Le frass enrichit non seulement le sol en communautés microbiennes diversifiées, mais réduit aussi la dépendance aux engrais chimiques, souvent responsables de la dégradation de la biodiversité des sols. « Contrairement aux produits synthétiques, le frass favorise des écosystèmes du sol résilients et diversifiés », précise Aly Moore, directrice de la communication chez Chapul Farms.

Défis et potentiel futur

Malgré son potentiel, l’adoption à grande échelle de la BSFL se heurte à des obstacles réglementaires. Actuellement, le National Organic Program des États-Unis ne reconnaît pas les insectes comme additifs agricoles acceptables. Shanmugam insiste : « Pour commercialiser le frass comme engrais, il faut une réglementation. Et pour cela, nous avons besoin de plus de recherches. »

Cependant, l’intérêt grandit. Les installations de Chapul, qui ouvriront en Oregon et dans le Dakota du Nord d’ici 2026, devraient produire 10 000 tonnes de frass par an et créer 59 nouveaux emplois. Michael Place, directeur technique chez Chapul Farms, souligne l’urgence : « Les prix des engrais ont plus que doublé ces dernières années. Notre travail ne concerne pas seulement l’engrais, mais aussi la sécurité alimentaire.

Un nouveau territoire pour l’agriculture des insectes

Bien que le marché des protéines d’insectes ait atteint près de 1 milliard de dollars en 2022, le frass reste sous-exploité, avec une valeur estimée à seulement 96 millions de dollars en 2023. Pourtant, son potentiel de croissance est considérable.

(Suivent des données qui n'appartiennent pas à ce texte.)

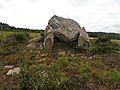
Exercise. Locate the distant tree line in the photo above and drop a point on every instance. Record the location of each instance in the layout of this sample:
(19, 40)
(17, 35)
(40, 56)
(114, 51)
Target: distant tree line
(6, 27)
(103, 34)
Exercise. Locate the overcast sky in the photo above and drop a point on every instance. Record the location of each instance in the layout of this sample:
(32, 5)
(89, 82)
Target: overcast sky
(94, 15)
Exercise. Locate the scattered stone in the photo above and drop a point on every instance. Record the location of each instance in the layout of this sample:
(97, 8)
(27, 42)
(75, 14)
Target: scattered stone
(36, 39)
(9, 66)
(61, 53)
(31, 45)
(67, 30)
(90, 58)
(72, 55)
(37, 57)
(14, 70)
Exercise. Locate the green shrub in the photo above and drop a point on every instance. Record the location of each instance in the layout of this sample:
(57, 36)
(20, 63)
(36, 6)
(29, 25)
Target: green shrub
(19, 37)
(6, 52)
(104, 45)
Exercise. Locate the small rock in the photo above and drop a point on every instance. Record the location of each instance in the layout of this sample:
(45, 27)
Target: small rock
(43, 55)
(34, 40)
(37, 57)
(61, 53)
(14, 70)
(90, 58)
(31, 45)
(72, 55)
(9, 66)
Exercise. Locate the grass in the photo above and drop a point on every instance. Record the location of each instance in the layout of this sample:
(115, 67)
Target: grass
(65, 72)
(8, 33)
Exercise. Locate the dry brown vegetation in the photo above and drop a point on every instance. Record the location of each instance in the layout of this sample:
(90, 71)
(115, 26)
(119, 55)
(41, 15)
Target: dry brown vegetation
(76, 69)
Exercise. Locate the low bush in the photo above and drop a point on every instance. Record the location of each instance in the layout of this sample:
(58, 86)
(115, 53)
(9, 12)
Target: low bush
(104, 45)
(19, 37)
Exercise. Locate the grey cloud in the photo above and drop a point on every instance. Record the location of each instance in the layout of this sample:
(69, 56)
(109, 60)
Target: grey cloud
(1, 6)
(34, 0)
(78, 3)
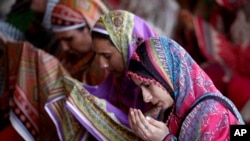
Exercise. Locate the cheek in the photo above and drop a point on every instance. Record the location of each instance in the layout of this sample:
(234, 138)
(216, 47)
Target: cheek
(117, 63)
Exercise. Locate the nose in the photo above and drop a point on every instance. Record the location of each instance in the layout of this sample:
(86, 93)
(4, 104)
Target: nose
(103, 62)
(64, 46)
(146, 96)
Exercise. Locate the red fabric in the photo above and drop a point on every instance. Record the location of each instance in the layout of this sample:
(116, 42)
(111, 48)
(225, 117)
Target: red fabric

Pat Crowley, PDG de Chapul Farms, affirme que les insectes jouent un rôle écologique crucial : « Les écosystèmes naturels ne peuvent pas prospérer sans les insectes. Ils représentent l’un des leviers les plus puissants que nous ayons pour créer une agriculture plus résiliente, fondée sur les écosystèmes. »

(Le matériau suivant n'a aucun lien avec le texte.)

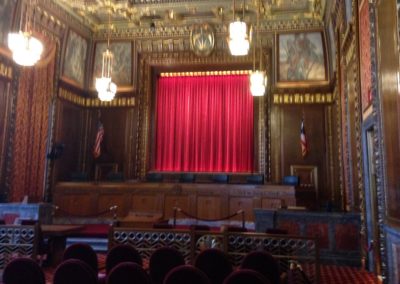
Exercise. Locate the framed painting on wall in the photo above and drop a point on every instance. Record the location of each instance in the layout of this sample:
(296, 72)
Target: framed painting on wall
(7, 10)
(75, 59)
(122, 64)
(301, 60)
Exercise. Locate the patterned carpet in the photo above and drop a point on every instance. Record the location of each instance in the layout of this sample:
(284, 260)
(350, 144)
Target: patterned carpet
(330, 274)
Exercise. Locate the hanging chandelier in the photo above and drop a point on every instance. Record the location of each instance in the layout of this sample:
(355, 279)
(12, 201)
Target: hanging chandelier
(258, 78)
(105, 87)
(239, 42)
(26, 49)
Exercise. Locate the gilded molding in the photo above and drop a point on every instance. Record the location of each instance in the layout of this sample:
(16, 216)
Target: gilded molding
(95, 103)
(221, 30)
(59, 14)
(306, 98)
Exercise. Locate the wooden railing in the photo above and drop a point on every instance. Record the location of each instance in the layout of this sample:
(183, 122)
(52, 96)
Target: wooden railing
(17, 241)
(286, 249)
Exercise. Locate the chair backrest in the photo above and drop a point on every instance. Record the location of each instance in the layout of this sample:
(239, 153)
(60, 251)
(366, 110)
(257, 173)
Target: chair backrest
(118, 176)
(74, 271)
(290, 180)
(162, 261)
(185, 274)
(127, 273)
(255, 179)
(215, 264)
(186, 178)
(23, 270)
(154, 177)
(79, 176)
(246, 276)
(122, 253)
(264, 263)
(220, 178)
(83, 252)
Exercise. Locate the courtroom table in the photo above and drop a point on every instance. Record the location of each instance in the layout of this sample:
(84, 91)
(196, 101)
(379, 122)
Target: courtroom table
(57, 240)
(338, 233)
(206, 201)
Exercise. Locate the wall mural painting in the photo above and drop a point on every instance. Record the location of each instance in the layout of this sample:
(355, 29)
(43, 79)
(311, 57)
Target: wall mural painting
(75, 58)
(301, 59)
(365, 56)
(122, 65)
(6, 17)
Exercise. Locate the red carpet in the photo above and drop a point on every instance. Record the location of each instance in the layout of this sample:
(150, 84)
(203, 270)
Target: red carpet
(330, 274)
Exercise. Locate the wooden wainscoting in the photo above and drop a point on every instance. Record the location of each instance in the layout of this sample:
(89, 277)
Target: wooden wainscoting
(208, 201)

Alors que les déchets organiques continuent de peser sur les systèmes énergétiques et d’alimenter les émissions de gaz à effet de serre, la BSFL offre une solution durable. Capable de traiter rapidement les déchets tout en améliorant la santé des sols, cette larve pourrait bien redéfinir les pratiques agricoles – prouvant qu’il n’est pas nécessaire d’être grand pour avoir un impact majeur.